Gary Trudeau, and Tolstoy: Doonesbury Is 40
Let us now praise Doonesbury, a body of work and a work of art that could be compared to the Bayeux Tapestry, and which also has been compared, in the new Rolling Stone, to War and Peace. We applaud this comparison; no one does it better than Gary Trudeau. Yet when attempting to define what Doonesbury has done, it is not enough to say It defined a generation. (It may well have indicted it.) Rather, the strip defined, and still defines, a culture: the culture that leads the country, then and now.
In his introduction to the Rolling Stone piece, Chip Kidd writes:
When viewed as a single, uninterrupted work of historical fiction, the collected Doonesbury reads less like 14,000-plus reasons to chuckle over your morning coffee and more like this era’s War and Peace. Trudeau achieves this the same way Tolstoy did: by methodically constructing a large cast of complex and intriguing characters whom the reader comes to care about, then letting the great tsunami of current events envelop them all. The cumulative result is as affecting and richly felt as any narrative produced by an artist of Trudeau’s generation.

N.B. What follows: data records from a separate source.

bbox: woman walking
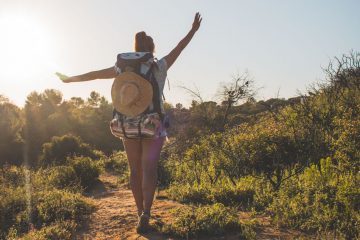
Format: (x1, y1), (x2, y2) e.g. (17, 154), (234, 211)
(62, 13), (202, 233)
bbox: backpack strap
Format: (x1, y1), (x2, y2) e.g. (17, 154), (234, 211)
(144, 62), (164, 120)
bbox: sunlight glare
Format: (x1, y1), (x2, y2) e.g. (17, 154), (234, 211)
(0, 15), (50, 83)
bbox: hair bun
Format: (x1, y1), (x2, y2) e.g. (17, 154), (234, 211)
(135, 31), (146, 41)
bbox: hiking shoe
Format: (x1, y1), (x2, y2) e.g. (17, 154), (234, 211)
(136, 213), (150, 233)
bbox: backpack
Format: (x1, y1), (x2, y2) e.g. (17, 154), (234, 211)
(110, 52), (164, 138)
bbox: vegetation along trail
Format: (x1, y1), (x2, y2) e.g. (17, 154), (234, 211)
(77, 173), (310, 240)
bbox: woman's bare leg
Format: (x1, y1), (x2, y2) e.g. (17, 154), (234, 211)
(123, 139), (144, 215)
(141, 137), (165, 213)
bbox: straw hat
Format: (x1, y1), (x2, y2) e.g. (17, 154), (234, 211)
(111, 72), (153, 117)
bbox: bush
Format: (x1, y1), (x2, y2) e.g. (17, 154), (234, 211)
(166, 183), (212, 204)
(69, 157), (101, 189)
(161, 203), (254, 239)
(267, 158), (360, 239)
(18, 221), (77, 240)
(0, 187), (29, 239)
(0, 166), (25, 187)
(34, 190), (93, 226)
(0, 166), (93, 239)
(48, 166), (80, 191)
(40, 135), (99, 166)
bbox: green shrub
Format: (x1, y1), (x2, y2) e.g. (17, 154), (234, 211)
(211, 185), (255, 209)
(161, 203), (254, 239)
(34, 189), (93, 226)
(69, 157), (101, 189)
(0, 187), (29, 239)
(47, 166), (80, 191)
(267, 158), (360, 239)
(40, 135), (99, 166)
(166, 183), (212, 204)
(19, 221), (77, 240)
(0, 166), (25, 187)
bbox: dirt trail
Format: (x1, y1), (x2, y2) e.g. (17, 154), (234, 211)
(77, 174), (308, 240)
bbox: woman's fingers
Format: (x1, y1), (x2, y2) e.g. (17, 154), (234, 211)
(193, 12), (202, 30)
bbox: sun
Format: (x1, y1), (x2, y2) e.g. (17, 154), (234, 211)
(0, 15), (50, 82)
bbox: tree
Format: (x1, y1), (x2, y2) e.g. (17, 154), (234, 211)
(220, 72), (256, 130)
(0, 95), (24, 166)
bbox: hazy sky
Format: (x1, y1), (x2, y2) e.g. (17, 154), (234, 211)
(0, 0), (360, 105)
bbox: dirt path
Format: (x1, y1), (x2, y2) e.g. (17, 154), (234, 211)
(77, 174), (309, 240)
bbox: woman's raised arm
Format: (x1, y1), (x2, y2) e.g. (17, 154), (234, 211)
(165, 12), (202, 68)
(62, 67), (117, 83)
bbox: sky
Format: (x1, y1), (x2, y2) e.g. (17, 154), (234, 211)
(0, 0), (360, 106)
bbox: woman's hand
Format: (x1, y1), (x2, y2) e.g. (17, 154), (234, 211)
(55, 72), (81, 83)
(61, 77), (81, 83)
(191, 12), (202, 32)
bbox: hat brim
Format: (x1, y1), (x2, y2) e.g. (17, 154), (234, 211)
(111, 72), (153, 117)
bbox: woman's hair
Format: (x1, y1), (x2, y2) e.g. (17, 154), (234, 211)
(135, 32), (155, 53)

Affecting and richly felt as it, like that great nineteenth-century novel, captures the intersection of power, war, love and politics and the mundane ways most of us move through the week. Trudeau is clear and unapologetic in his support of our military. He tells Kidd “My only agenda is to encourage people to think about the responsibility that this country owes not just its fallen warriors but all of its veterans and soldiers. I’ve seen far too many Vietnam veterans still in treatment for the psychological wounds they received in Vietnam, and we owe them better. There’s a real disconnect in this country between most of the population and its military culture.” This quote from this artist could not appear in a more appropriate publication. Because like Rolling Stone, Trudeau’s work tracked the progress of an era’s rebellion in art, and on the battlefield. Both celebrate the nuanced view.
Whether or not you like the politics, acknowledge the breadth of achievement: Trudeau has written fourteen thousand strips. As he points out, a comic strip art possesses something unique: the chance to consider a story via thousands of small moments over time—small, discrete, and divisible moments.
Daily strips will be lost if newspapers die. Their long-form analog, the graphic novel, is more traditional in structure; like films, graphic novels’ conclusions follow shortly on their questions. This is how we like to live today, without distance between questions and conclusions. But for master comic strip artists, the possibility of leaving readers wanting more could be coupled with the depth of a university seminar, and the ironic appeal of having to wait for the answers. Trudeau transforms the tragic immediately into farce. As with history, we are forced to wait for the lessons.